Endosphere microbiome comparison between symptomatic and asymptomatic roots of Brassica napus infected with Plasmodiophora brassicae

Abstract

Clubroot caused by Plasmodiophora brassicae, is a severe disease of cruciferous crops that causes large hypertrophic galls in the roots. The plant microbiome is important for growth promotion and disease suppression. In this study, using 16S rRNA and internal transcribed spacer (ITS) sequencing techniques, we compared the endosphere microbiome of symptomatic and asymptomatic B. napus roots infected with P. brassicae collected from the same natural clubroot field. The results showed that the microbial population and its relative abundance in the asymptomatic roots was far higher than that in the symptomatic roots, and that many microorganisms in asymptomatic roots have biological control and plant growth promotion functions that may be related to clubroot symptoms. These results suggest the importance of the endosphere microbiome in clubroot disease and provide potential bio-control resources for its prevention.

Fig 1. Symptoms of Brassica napus samples and PCR detection.

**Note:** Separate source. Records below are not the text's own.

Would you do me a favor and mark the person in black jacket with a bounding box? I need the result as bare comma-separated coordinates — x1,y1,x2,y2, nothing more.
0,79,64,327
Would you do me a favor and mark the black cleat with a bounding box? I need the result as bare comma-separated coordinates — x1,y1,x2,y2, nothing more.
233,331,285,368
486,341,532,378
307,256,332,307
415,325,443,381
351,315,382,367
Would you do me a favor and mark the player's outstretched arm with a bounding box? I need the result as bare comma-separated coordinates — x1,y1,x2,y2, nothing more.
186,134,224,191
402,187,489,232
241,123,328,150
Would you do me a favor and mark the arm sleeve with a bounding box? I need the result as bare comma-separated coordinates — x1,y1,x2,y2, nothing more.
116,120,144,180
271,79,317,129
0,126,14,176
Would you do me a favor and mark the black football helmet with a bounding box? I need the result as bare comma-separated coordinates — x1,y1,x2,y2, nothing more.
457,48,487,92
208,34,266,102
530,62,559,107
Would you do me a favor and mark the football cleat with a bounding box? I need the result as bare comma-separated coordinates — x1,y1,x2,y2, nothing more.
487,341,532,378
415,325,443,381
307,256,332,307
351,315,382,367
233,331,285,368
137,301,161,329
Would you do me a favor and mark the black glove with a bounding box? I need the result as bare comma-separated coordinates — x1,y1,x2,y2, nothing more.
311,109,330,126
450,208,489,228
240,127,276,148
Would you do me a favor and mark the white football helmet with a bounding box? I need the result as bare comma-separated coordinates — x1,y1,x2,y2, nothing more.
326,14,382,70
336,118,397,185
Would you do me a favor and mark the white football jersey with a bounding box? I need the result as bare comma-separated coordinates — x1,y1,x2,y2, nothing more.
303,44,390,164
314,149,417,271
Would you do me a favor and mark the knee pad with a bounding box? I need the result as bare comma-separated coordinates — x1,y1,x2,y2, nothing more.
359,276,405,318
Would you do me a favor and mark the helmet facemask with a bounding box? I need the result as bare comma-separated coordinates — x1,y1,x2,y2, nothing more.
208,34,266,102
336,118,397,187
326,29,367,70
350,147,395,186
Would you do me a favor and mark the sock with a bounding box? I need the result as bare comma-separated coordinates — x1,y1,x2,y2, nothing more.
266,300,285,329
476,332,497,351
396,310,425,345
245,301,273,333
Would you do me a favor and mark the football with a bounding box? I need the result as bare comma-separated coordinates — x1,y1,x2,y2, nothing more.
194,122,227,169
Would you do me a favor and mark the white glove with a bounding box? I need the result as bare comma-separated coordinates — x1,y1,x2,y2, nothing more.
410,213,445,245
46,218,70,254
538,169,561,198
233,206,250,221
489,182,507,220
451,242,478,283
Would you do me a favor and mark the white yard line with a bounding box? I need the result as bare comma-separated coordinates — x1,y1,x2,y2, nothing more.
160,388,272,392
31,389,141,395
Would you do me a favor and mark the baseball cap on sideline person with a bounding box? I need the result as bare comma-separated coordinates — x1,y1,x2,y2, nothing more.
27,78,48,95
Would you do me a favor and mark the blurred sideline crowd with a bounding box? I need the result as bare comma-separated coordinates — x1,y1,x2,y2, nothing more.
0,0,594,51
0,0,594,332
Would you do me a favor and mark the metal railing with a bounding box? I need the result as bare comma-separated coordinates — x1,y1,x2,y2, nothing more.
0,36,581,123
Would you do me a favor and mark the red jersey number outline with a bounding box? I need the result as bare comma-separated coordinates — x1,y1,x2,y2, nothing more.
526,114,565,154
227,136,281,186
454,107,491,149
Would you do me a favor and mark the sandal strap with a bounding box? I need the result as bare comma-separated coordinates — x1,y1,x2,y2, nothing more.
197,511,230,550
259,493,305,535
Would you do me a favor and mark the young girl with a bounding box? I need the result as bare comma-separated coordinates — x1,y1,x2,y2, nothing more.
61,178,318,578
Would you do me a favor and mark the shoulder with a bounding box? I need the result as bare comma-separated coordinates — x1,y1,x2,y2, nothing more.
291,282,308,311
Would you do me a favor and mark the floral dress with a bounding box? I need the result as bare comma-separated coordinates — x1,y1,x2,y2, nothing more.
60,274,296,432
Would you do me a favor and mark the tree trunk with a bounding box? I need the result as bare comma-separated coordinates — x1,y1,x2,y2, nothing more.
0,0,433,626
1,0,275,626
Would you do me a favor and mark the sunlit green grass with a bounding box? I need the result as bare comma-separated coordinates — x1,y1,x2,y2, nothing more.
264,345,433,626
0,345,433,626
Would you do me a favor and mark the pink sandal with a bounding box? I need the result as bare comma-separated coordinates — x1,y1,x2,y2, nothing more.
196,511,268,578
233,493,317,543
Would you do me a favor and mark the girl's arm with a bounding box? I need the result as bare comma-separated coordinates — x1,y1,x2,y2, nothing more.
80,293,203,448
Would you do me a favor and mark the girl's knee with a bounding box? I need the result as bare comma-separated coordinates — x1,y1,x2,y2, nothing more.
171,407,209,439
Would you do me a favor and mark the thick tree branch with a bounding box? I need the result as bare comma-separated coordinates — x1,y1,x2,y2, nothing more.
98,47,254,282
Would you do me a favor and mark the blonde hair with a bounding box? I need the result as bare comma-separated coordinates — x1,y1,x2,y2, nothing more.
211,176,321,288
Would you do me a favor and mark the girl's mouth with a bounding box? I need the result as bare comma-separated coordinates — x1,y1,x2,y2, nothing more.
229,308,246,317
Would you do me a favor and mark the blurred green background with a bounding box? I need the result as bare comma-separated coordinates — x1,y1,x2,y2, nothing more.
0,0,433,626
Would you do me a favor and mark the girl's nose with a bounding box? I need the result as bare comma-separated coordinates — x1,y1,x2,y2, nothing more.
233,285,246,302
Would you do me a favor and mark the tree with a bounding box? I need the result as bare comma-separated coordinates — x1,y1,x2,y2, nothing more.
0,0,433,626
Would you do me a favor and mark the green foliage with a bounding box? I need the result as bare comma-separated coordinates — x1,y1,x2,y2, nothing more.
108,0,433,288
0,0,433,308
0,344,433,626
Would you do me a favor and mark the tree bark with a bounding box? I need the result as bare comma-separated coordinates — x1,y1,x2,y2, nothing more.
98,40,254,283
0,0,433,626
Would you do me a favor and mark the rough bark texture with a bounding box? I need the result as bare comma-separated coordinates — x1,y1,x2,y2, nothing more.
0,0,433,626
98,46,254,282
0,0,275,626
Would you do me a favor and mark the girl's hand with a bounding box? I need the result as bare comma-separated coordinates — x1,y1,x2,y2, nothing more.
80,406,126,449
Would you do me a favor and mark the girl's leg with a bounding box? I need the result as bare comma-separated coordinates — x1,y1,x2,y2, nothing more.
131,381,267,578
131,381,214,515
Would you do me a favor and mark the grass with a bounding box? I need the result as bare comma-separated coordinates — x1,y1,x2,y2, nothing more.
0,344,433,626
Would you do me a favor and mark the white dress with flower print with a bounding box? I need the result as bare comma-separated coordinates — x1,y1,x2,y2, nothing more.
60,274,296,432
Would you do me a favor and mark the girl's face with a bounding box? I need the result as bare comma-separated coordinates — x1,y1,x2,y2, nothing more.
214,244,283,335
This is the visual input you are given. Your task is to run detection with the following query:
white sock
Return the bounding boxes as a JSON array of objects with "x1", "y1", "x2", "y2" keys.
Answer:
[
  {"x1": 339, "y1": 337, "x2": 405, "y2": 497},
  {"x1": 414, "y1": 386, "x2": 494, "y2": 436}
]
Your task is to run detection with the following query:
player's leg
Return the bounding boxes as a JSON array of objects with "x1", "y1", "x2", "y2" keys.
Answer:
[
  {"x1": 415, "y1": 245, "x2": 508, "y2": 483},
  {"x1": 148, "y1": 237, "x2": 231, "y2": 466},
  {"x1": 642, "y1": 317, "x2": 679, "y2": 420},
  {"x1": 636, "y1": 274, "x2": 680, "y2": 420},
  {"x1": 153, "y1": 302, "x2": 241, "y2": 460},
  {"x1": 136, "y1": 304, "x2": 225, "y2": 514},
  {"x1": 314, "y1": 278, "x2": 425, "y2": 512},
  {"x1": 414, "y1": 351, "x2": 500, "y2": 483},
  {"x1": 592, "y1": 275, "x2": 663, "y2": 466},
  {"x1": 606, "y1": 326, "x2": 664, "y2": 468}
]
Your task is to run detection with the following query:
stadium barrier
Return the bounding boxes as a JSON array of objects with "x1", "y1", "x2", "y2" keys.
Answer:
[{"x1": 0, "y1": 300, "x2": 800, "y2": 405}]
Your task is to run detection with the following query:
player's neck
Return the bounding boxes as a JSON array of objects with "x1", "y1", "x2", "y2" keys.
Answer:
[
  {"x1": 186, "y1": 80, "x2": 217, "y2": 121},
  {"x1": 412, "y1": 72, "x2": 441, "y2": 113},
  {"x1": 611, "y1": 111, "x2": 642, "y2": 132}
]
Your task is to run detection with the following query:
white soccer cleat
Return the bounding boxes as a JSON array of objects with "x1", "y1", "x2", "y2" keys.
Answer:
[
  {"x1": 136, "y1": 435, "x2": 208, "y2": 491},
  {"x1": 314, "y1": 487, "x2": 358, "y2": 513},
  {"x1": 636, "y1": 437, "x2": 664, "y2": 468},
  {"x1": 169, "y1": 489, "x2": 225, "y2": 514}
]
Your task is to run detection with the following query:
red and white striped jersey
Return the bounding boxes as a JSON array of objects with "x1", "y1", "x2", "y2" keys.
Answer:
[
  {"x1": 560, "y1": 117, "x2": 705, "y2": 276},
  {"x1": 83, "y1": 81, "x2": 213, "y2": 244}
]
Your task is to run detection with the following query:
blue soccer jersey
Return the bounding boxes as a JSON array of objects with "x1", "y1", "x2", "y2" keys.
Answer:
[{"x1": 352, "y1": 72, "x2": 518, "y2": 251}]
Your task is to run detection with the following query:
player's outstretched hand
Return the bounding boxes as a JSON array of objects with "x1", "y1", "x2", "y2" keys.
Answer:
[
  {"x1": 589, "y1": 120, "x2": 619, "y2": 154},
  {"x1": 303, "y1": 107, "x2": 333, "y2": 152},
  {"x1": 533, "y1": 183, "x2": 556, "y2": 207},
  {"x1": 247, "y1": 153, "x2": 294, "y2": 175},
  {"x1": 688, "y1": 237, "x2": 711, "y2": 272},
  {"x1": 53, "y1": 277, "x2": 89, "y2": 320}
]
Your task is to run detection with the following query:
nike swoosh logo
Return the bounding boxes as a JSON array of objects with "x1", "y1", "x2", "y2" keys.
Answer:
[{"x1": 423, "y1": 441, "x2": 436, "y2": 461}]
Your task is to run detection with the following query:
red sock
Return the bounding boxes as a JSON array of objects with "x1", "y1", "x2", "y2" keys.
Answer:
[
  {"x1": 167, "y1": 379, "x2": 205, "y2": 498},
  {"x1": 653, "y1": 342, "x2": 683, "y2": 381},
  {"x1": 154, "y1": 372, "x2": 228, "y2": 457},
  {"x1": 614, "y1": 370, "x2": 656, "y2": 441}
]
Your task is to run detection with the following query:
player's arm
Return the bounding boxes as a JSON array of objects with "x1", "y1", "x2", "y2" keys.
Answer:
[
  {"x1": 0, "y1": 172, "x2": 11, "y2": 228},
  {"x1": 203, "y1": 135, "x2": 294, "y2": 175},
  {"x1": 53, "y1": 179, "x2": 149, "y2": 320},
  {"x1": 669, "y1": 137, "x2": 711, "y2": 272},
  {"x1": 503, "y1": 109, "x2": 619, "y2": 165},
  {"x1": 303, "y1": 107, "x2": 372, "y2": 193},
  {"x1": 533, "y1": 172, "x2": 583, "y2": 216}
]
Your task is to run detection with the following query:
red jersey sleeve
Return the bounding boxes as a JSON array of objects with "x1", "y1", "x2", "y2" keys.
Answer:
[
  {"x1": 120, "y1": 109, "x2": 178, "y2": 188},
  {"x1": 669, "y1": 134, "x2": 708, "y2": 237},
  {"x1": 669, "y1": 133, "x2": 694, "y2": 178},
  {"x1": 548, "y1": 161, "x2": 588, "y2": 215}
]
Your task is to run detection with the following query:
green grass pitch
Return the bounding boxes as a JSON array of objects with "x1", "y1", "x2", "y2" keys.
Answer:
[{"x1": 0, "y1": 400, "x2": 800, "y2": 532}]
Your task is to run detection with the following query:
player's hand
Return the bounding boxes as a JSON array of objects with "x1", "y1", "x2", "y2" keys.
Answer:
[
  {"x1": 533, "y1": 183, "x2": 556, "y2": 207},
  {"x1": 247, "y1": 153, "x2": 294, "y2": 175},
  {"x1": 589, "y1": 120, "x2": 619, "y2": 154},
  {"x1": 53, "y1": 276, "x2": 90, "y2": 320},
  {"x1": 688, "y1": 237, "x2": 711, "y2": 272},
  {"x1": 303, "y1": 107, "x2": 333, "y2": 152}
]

(a), Symptoms of B. napus samples collected from the same clubroot field; photos of asymptomatic (above) and symptomatic (underneath) samples. (b), Detection of P. brassicae in surface-peeled roots of RS1 and RS2 samples; Lane 7: sterile water; Lane 8: P. brassicae DNA; Lane M: DNA marker. (c), q-PCR detection of P. brassicae in surface-peeled roots of RS1 and RS2 samples; The B. napus actin gene served as the internal control for normalization.

Fig 2. Number of operational taxonomic units (OTUs) in different samples.

Venn diagrams were used to show the number of standardized OTUs in the three RS1 (asymptomatic) samples (RS1.1, RS1.2 and RS1.3) detected from 16S rRNA (a) and ITS (d) sequencing results, as well as the OTU numbers in the three RS2 (asymptomatic) samples (RS2.1, RS2.2 and RS2.3) detected from 16S rRNA (c) and ITS (f) sequencing results; The Venn diagrams were also used to express the number of OTUs present in at least two samples from each group between the RS1 (asymptomatic) samples (RS1 ≥2) and the RS2 (asymptomatic) samples (RS2 ≥2) detected from 16S rRNA (b) and ITS (e) sequencing results.

Fig 3

Relative microbial abundance from 16S rRNA sequencing results at the family level (a) and ITS sequencing results at the genus level (b). (a), Relative abundance of the top 15 bacterial families from the 16S rRNA sequencing results; (b), Relative abundance of the top 16 fungal genera from the ITS sequencing results.

Fig 4

Abundance of clusters from 16S rRNA with unique families (a) and shared families (b). The 16S rRNA sequencing results revealed (a) 21 unique families (16 families in the asymptomatic samples and five families in the symptomatic samples) and (b) 21 families that were common to both the asymptomatic and symptomatic samples. The clusters were based on the Z value. The Z value of one sample in a classification is equal to the value calculated from the difference between the relative abundance in the sample and the average relative abundance in all samples, divided by the standard deviation of all samples.

Fig 5

Abundance of clusters from ITS with unique families (a) and shared families (b). The ITS sequencing results revealed (a) 34 unique families (30 families in the asymptomatic samples and four families in the symptomatic samples) and (b) 37 families shared in both the asymptomatic and symptomatic samples. The clusters were based on the Z value. The Z value of one sample in a classification was equal to the value calculated for the difference between the relative abundance in the sample and the average relative abundance in all samples, divided by the standard deviation of all samples.